PowerDNS Blog

Security Advisory 2015-01 | PowerDNS Blog

Written by Peter van Dijk | Apr 23, 2015 4:00:00 AM

UPDATE: please also read the update posted on May 1st.

Hi everybody,

Please be aware of PowerDNS Security Advisory 2015-01
(http://doc.powerdns.com/md/security/powerdns-advisory-2015-01/).

The good news is that as far as we have seen, only
specific builds for RHEL5 are affected, but just to be sure we are doing
full releases of all recent versions of our products.

Packages and distribution tar balls of Recursor 3.6.3, Recursor 3.7.2 and Auth
3.4.4 are available in the usual places, and release announcements have just gone out.

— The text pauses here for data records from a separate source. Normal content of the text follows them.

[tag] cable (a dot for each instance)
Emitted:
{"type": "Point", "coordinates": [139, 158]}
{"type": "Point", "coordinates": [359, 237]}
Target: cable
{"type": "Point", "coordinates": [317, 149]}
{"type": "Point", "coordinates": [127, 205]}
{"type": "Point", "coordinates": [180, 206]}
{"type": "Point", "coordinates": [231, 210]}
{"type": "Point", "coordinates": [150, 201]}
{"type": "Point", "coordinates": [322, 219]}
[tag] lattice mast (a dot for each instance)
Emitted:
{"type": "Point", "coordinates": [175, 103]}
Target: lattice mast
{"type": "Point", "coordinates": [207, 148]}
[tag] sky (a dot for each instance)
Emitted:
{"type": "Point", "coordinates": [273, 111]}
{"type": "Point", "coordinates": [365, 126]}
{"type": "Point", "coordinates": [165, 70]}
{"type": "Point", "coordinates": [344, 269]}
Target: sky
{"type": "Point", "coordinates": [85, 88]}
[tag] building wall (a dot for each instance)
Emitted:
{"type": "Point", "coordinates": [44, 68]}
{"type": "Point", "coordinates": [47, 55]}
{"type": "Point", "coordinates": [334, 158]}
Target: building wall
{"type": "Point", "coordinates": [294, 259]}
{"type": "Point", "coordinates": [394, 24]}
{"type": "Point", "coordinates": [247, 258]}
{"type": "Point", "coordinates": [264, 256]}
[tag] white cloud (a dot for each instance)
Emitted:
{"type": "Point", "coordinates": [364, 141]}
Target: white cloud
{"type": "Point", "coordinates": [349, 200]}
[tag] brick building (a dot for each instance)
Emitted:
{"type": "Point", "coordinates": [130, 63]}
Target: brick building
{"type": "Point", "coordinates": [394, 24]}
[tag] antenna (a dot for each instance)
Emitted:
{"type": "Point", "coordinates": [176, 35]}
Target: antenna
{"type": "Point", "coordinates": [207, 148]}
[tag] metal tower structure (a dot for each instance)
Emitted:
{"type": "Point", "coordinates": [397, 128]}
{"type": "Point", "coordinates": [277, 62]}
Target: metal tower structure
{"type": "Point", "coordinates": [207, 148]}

If you prefer a minimal patch, please go to
https://downloads.powerdns.com/patches/2015-01/ and see README.txt there.

If you have problems upgrading, please either contact us on our mailing lists,
or privately via powerdns.support@powerdns.com (should you wish to make use of
our SLA-backed support program).

We want to thank Aki Tuomi for finding this issue, and really digging into it.
We also want to thank Kees Monshouwer for assisting in debugging and fixing
the offending code. Finally we want to thank Kai Storbeck for putting an
earlier, broken version of the patch into production and being understanding
about the names that broke because of it.